1929’da ülke böyle bir noktaya gelip dayanmıştı. Gelişkin ve büyük ölçekli üretim temelinde henüz örgütlenmemiş, ama re-organize edilerek belirli bir gelişme göstermiş sosyalist sanayi ve kurulduğu kadarıyla ona bağlanmış, ama hâlâ kulak engellemesine maruz kalan kooperatifler… Ve kapitalizmin kökünü kazıyacak büyük ölçekli üretimin gelişkin maddi teknik temelde örgütlenme ihtiyacı, iki temel veri bunlardı. Ve yaklaşık aynı zamanda iki işe başlandı. 1929, 1. Beş Yıllık Plan’ın ilk yılı oldu. Plan, ülke ekonomisinin üzerinde inşa edileceği modern teknik temelin yaratılması ve Rusya’nın bir tarım ülkesinden sanayi ülkesine dönüştürülmesini temel görev edindi. İkincisi, tarımın kolektifleştirilmesine girişildi.

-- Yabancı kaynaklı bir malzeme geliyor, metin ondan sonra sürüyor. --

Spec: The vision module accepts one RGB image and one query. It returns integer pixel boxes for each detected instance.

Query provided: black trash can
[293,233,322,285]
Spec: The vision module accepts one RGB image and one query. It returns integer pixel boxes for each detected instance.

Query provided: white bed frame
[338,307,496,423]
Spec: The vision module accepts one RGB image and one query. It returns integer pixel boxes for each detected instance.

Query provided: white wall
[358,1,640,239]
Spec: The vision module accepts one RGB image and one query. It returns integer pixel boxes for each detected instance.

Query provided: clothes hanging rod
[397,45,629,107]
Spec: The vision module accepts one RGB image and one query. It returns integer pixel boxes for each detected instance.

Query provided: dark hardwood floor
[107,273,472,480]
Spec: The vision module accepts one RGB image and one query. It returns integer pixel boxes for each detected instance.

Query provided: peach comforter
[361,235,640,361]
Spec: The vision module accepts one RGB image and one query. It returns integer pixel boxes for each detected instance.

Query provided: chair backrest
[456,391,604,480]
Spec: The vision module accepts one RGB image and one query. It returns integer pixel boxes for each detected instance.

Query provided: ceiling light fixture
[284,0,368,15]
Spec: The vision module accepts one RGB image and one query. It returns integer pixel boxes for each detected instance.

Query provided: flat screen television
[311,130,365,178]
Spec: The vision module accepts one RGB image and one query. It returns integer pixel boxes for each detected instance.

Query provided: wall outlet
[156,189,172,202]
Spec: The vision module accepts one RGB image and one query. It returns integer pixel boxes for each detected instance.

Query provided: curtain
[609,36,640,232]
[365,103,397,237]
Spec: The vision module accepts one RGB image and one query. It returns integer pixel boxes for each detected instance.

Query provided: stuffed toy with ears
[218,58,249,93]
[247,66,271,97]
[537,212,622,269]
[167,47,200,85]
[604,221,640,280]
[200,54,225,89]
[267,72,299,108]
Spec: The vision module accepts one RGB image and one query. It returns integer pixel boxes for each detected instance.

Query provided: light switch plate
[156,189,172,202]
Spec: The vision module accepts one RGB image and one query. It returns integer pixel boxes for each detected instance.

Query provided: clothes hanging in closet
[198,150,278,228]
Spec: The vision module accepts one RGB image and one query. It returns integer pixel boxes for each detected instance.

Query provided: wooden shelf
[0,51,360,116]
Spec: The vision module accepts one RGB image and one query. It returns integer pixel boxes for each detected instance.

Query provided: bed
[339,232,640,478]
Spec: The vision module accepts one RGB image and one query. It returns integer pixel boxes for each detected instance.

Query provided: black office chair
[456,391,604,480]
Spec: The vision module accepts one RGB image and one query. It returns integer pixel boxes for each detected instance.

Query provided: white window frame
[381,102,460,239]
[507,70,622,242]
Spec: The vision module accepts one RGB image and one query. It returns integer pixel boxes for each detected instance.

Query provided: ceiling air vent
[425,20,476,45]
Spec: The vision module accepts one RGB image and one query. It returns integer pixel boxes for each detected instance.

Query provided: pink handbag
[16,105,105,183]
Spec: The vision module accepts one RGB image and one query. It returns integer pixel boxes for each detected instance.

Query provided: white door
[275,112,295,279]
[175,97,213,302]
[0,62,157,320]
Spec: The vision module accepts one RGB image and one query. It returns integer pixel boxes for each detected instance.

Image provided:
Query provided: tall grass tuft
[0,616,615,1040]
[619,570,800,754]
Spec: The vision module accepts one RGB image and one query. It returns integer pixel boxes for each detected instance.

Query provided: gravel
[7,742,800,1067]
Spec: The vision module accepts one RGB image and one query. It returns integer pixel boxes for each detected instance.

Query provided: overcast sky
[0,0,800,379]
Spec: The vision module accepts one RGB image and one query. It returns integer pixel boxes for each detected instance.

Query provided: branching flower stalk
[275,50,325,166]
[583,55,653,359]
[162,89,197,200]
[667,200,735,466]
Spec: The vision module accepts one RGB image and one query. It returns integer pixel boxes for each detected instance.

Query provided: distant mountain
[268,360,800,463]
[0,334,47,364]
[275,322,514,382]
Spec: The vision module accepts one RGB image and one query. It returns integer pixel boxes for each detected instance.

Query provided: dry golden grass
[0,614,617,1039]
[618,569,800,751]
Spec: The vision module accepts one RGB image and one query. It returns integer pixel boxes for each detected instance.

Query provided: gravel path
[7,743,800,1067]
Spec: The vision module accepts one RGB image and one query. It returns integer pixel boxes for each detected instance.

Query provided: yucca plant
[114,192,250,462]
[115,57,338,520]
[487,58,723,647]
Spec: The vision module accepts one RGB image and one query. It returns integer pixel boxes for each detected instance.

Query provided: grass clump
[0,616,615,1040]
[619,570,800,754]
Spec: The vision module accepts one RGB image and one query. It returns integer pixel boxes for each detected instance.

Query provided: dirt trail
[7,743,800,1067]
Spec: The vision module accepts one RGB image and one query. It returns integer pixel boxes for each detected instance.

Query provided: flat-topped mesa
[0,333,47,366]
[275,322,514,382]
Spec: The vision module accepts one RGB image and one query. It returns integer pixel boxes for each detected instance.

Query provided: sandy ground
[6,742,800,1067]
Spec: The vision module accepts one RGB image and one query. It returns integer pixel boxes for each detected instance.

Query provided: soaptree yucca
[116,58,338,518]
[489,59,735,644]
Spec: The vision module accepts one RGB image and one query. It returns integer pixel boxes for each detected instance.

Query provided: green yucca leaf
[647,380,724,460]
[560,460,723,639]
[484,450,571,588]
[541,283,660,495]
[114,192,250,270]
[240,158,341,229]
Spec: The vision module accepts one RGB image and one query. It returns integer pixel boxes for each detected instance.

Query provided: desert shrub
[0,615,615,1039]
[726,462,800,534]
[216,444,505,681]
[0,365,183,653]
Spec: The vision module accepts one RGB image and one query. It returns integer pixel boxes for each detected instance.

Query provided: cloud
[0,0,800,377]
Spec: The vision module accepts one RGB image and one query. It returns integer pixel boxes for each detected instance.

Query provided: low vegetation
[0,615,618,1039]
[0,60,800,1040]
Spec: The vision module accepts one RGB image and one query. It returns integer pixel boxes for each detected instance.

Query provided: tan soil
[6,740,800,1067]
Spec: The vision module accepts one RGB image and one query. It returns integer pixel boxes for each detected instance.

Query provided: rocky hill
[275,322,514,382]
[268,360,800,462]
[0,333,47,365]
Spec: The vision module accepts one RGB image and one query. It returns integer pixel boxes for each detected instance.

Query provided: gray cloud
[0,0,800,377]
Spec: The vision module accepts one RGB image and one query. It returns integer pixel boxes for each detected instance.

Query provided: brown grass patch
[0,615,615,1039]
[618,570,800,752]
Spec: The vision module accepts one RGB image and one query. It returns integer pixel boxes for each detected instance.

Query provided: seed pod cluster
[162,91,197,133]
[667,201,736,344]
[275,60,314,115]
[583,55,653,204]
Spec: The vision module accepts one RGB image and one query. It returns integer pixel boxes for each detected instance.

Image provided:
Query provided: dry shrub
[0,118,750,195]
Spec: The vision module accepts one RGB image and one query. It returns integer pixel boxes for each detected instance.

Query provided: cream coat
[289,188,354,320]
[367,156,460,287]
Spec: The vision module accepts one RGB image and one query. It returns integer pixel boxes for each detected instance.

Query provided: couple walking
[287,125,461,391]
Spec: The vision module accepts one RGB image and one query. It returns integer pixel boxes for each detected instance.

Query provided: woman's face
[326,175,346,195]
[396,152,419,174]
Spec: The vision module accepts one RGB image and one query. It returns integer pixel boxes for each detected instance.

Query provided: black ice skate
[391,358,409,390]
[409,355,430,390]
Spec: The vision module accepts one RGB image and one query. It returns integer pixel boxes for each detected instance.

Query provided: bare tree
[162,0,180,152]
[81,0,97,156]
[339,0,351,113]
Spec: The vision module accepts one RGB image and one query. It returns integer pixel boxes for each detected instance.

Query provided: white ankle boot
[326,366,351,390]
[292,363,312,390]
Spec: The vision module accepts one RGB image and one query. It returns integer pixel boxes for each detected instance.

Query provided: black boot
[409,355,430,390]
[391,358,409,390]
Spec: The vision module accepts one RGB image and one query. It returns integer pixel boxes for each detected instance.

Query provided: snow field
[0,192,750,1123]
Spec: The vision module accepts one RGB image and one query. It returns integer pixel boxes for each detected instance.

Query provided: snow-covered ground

Zorlu bir sınıf mücadelesine, tarıma makine sağlanarak küçük üreticilerin ikna yoluyla kazanılmalarına ve tarımda kolektifleştirme atılımına bağlı olarak, kırda kulakların sınıf olarak tasfiye edilmesi ve yığınsal kooperatifleşme yoluna girildi.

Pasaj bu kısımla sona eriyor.